Last month Alistair began using a new name for the Hexagonal Architecture pattern – he now calls it the Ports and Adapters Architecture.
Now I believe that names are immensely important, and so I applaud Alistair’s search for the right name for this concept. But for some reason PortsAndAdapters rings no bells for me. Maybe I’ve simply become used to the old name, or maybe I’m averse to change. (That would be ironic for an agile coach, but I guess we all have comfort zones…) So what is it with this new name – or what does the old name have instead?
Obviously I have no quibble with the ‘Adapters’ part, because I’ve been using that term for long enough myself. But ‘Ports’? From that term I would tend to infer a fixed set of pre-existing conduits, sending and receiving signals from something specific. Whereas I tend to think of a hexagonal architecture as something much more flexible, able to post adapters (more on this soon) to a less prescribed set of real-world entities.
I tend to view the physical world as an amorphous soup to which the software system can connect adapters in fluid ways.
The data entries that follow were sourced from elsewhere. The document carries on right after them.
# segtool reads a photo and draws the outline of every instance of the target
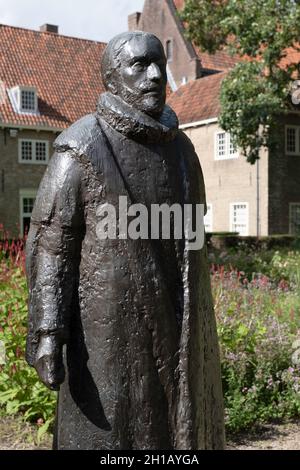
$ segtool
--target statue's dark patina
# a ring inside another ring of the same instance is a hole
[[[54,448],[221,449],[206,249],[96,234],[121,195],[205,204],[199,160],[165,105],[155,36],[117,36],[102,66],[107,92],[56,140],[27,240],[27,360],[59,389]]]

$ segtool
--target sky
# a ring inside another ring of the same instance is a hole
[[[107,42],[127,31],[127,16],[141,11],[144,0],[0,0],[0,24],[36,29],[44,23],[59,32]]]

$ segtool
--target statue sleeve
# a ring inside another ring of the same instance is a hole
[[[41,335],[67,341],[84,233],[79,163],[55,153],[40,184],[26,242],[29,289],[26,358],[34,365]]]

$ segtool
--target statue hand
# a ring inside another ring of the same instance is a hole
[[[46,387],[59,390],[65,379],[65,368],[62,345],[54,335],[41,336],[34,367]]]

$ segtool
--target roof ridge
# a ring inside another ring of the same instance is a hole
[[[9,29],[18,29],[18,30],[22,30],[22,31],[30,32],[30,33],[48,34],[48,35],[51,35],[52,37],[59,37],[59,38],[65,38],[65,39],[75,39],[75,40],[78,40],[78,41],[92,42],[92,43],[96,43],[96,44],[102,44],[104,46],[107,45],[107,42],[104,42],[104,41],[96,41],[95,39],[79,38],[79,37],[76,37],[76,36],[67,36],[66,34],[51,33],[50,31],[40,31],[40,30],[37,30],[37,29],[24,28],[22,26],[11,26],[11,25],[8,25],[8,24],[0,23],[0,28],[1,27],[9,28]]]

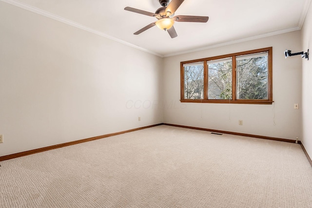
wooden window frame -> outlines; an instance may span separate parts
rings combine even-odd
[[[262,52],[268,52],[268,99],[238,99],[236,96],[236,57],[239,56],[248,55]],[[180,95],[181,102],[208,103],[234,103],[250,104],[272,104],[273,101],[273,48],[262,48],[251,51],[244,51],[225,55],[192,60],[180,62]],[[207,61],[232,57],[232,99],[208,99],[208,69]],[[204,96],[203,99],[184,98],[184,69],[183,64],[191,63],[204,62]]]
I know that’s inherently impractical, but it makes for a great mental model when whiteboarding a system. And I think this gets near to the crux of my unease at the new name. I think of a hexagonal architecture as a whole-system view, whereas PortsAndAdapters seems to look only at the system’s connections with the physical world. The key, for me, is the symmetry, and the consequent removal of the constraints of the layered model. I don’t care about the Ports; I’m interested instead in the central core where the knowledge lives, and the ability to interact with that core in flexible ways. To me, hexagonal architecture is all about inner and outer, core and periphery, business knowledge and interfaces.
Why so much about just a name? After all, it’s clear that neither name comes close to expressing the above…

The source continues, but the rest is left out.